СЕАНС - 65 СЕАНС – 65

Я помню самое начало XXI века, 2001 год. Как родители детей, лечившихся от рака в Российской детской клинической больнице (РДКБ), буквально за рукав хватали людей на улице и умоляли сдать кровь, так необходимую для лечения. Тогда ведь не то что лекарств, крови не было! Одними из тех, кого тогда «поймали за рукав», были Катя Чистякова, Аня Егорова и Люба Якубовская, которые стали приводить «за руку» в РДКБ, а потом и в другие больницы своих знакомых и знакомых знакомых. Спустя пару лет будет создана группа «Доноры — детям», усилиями которой (но не только) московские и российские клиники сегодня обеспечены донорской кровью. Теперь эти три девушки работают в системной благотворительности. А Катя Чистякова стала директором крупнейшего в стране благотворительного фонда «Подари жизнь». И уже одной этой истории, мне кажется, достаточно, чтобы понять, насколько все изменилось в России. Мне кажется, благотворительное движение — это самое важное, что произошло в нашей стране за первые пятнадцать лет нового века.

Хотя, если четко следовать исторической правде, то первый прецедент волонтерской самоорганизации — это, конечно, не нулевые, а конец восьмидесятых. Землетрясение в Спитаке. Все началось с людей, которые приносили детские вещи и деньги в РДКБ. Отдавали одежду, знакомились с докторами, с мамами детей. И, разумеется, видели не только тех, кто пострадал в землетрясении. Они познавали ситуацию в целом: и больницу, и то, как там все устроено, и детей, тяжело болеющих, лишенных «внешнего» общения, помощи. Насколько я знаю, благотворительность как система самоорганизации людей в России возникла именно тогда. Люди входили в больницу. Уезжали домой или на работу. И потом снова возвращались в больницу. Потому что понимали, что не могут оставить тех, о ком уже начали заботиться.

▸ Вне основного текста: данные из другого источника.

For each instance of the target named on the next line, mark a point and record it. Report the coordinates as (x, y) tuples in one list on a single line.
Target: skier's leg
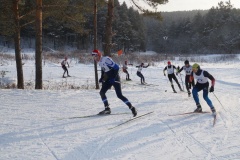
[(127, 77), (195, 91), (140, 75), (118, 90), (105, 87), (205, 97), (170, 79), (175, 79)]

Само слово «благотворительность» в новейшей истории впервые было произнесено по-русски не кем-нибудь, а первым (и последним) президентом СССР Михаилом Сергеевичем Горбачевым (ужасно жаль, что и это его большое дело, как и многие другие его большие и добрые дела, осталось не оценено соотечественниками). Дело было вот как: однажды Раиса Горбачева пришла в РДКБ и увидела детей, которые болели раком. Это было потрясение. Раису Максимовну окружили мамы, которые рассказывали, как их дети месяцами, годами лежат в больнице, часто не имея шансов на выздоровление. Нет лекарств, нет технологий, нет денег. Потом с Горбачевой говорили доктора. Говорили о том, что на Западе совершенно другой процент выздоровления, например от детского лейкоза. А у нас умирает девяносто процентов детей. Потому что нет лекарств, нет технологий, нет крови… Она сумела объяснить мужу, что происходит. Рассказывают, Горбачев вначале оторопел: какая такая благотворительность? У нас же бесплатная медицина! А потом все понял. Потом уже они вместе с Раисой Максимовной приезжали в больницу. И гонорар за свои книги они переводили в фонд помощи детям, страдающим онкологическими заболеваниями. И клинику в Санкт-Петербурге (теперь она носит имя Раисы Горбачевой) строили по большей части на благотворительные деньги.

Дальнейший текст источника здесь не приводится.